The main drawback observed was the training complexity since SNNs require specialized training algorithms, such as surrogate gradient methods, which can be more complex and computationally intensive compared to traditional neural networks. Another important factor is the slight performance degradation shown by the minor increase in formation error and convergence time of the SNN controller, although more fine-tuning of the network parameters could be done to close this performance gap. Lastly, scalability might also be an issue since extending the SNN controller to handle a significantly larger number of agents may present challenges in terms of network size and training time.
The SNN-based controller effectively learns the formation control task, achieving performance metrics close to the classical controller, and the absence of collision incidents suggests that the SNN successfully internalized the collision avoidance behavior without explicit CBF implementation.
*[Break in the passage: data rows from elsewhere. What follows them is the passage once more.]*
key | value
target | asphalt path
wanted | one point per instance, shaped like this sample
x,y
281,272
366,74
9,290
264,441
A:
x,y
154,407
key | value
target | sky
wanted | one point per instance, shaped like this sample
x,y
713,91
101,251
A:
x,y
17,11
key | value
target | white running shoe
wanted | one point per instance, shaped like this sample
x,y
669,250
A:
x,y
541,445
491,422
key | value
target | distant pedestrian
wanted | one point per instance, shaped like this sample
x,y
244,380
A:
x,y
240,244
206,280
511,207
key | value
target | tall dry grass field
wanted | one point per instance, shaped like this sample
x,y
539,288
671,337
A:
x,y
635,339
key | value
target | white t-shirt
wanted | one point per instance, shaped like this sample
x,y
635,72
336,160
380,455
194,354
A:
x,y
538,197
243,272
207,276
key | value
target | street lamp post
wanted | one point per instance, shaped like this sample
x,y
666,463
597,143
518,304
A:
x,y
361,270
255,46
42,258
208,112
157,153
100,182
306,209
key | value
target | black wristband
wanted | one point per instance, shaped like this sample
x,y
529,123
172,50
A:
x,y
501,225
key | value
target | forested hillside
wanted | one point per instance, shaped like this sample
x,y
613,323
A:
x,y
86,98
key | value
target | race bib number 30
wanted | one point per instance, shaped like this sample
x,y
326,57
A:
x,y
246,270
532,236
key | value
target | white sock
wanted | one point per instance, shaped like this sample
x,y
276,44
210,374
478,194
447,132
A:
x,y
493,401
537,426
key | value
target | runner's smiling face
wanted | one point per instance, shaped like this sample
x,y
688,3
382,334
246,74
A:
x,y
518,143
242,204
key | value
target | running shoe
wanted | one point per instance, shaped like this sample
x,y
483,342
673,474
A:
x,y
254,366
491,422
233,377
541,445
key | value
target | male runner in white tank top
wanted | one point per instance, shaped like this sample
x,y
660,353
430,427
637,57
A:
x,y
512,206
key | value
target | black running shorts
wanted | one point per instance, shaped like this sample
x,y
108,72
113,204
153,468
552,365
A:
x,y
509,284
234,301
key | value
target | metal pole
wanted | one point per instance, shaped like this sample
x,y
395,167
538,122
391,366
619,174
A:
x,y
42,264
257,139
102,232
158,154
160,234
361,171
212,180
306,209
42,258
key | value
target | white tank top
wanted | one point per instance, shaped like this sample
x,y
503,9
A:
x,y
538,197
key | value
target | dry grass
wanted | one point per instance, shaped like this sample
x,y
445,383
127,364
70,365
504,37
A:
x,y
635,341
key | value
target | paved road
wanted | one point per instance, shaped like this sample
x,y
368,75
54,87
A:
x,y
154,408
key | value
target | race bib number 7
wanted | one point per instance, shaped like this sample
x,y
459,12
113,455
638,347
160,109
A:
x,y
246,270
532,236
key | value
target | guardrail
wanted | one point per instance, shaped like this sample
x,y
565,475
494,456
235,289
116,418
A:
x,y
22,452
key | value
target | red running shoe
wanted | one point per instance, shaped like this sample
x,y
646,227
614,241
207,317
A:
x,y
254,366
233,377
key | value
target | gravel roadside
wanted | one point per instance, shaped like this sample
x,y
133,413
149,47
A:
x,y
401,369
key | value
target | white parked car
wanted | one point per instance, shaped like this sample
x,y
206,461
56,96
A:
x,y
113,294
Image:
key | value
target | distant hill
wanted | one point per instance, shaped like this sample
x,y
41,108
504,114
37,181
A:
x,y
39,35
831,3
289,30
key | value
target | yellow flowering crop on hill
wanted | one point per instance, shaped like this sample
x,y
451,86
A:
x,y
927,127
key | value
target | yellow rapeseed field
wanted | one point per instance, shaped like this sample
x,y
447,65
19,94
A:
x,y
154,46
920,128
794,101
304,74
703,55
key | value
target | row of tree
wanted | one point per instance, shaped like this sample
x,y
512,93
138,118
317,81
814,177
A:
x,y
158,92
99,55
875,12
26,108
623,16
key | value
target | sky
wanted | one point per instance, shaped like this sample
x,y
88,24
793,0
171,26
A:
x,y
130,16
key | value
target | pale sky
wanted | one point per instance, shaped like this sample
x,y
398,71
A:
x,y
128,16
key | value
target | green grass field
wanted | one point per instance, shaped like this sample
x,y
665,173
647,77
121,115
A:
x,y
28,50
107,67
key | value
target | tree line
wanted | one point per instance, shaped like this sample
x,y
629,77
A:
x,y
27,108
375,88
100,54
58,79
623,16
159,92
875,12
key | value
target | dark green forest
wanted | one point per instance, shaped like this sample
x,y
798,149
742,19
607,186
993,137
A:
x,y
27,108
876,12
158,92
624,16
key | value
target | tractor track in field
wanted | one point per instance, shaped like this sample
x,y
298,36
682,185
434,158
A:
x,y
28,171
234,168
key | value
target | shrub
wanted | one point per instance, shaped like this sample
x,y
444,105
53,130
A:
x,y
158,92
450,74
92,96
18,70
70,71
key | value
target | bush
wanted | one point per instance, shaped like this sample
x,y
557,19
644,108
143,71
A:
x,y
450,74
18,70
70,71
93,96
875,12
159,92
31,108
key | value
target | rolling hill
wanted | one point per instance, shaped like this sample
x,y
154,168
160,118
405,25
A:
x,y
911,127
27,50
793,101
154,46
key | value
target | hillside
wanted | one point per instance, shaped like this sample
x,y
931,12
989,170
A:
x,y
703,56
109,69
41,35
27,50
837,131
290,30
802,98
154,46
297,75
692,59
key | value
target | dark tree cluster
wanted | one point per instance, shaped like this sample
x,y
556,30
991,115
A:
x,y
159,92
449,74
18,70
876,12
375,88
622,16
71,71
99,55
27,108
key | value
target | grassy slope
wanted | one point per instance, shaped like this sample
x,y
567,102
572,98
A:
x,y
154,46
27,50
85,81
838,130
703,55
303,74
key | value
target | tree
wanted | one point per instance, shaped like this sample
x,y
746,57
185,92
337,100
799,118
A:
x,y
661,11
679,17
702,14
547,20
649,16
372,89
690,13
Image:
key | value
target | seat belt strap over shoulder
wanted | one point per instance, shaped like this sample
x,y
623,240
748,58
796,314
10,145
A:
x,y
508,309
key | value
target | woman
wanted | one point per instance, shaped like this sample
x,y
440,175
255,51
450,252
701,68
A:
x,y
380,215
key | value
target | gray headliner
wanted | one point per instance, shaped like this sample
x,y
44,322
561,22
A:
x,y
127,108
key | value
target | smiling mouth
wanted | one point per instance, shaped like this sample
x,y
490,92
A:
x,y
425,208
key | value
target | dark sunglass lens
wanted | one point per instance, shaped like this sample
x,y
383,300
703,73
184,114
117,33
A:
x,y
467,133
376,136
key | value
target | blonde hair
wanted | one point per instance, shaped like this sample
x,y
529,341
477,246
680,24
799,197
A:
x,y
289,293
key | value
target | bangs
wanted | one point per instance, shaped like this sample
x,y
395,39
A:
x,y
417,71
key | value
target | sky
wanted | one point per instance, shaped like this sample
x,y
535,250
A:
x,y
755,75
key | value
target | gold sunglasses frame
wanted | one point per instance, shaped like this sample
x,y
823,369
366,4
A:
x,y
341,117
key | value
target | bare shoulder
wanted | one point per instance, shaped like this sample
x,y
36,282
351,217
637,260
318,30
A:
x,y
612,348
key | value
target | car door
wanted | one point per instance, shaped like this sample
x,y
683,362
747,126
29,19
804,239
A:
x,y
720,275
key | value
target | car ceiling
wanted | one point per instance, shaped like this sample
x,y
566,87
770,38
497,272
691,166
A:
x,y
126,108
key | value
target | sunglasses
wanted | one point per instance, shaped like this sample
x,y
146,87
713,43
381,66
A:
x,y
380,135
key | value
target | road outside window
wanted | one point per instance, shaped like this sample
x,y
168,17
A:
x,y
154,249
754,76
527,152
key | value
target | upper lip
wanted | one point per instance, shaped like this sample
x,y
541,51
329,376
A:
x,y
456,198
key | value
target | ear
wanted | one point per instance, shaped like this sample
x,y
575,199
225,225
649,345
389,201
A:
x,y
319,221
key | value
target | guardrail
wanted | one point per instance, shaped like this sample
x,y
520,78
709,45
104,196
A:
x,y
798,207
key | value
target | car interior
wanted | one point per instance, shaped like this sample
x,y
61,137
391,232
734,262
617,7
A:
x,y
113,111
Furthermore, the slightly higher convergence time indicates that while the SNN approximates the classical controller well, there is room for optimization, possibly through deeper network architectures or additional training.
This project demonstrates the viability of using Spiking Neural Networks for formation control in multi-agent systems. While the classical controller remains superior in terms of convergence speed, efficiency and theoretical guarentees, the SNN offers several advantages that could be beneficial in specific applications, especially when energy efficiency is prioritized. Future work should focus on optimizing the SNN architecture and training process to further enhance performance and to extend it to more diverse settings.
- Classical Formation Control: run the classical formation control simulation with the following command:
python formation_control.py
- Dataset generator: run the dataset generator needed to train the network a:
python dataset_generator.py
- SNN Training: to train the Spiking Neural Network, execute:
python snn_training.py
- Simulation: once the SNN is trained, you can compare both controllers by running the simulation:
python simulation.py
- Extend the SNN to handle larger teams of agents.
- Investigate more complex formation control tasks.
- Explore different SNN architectures to improve learning efficiency.
This project is licensed under the LICENSE.
This project was inspired by research into neuro-inspired computation and multi-agent systems, particularly by what was learnt in the PhD course FDD3558 Solving Engineering Problems with Neural-inspired Computation at KTH Royal Institute of Technology.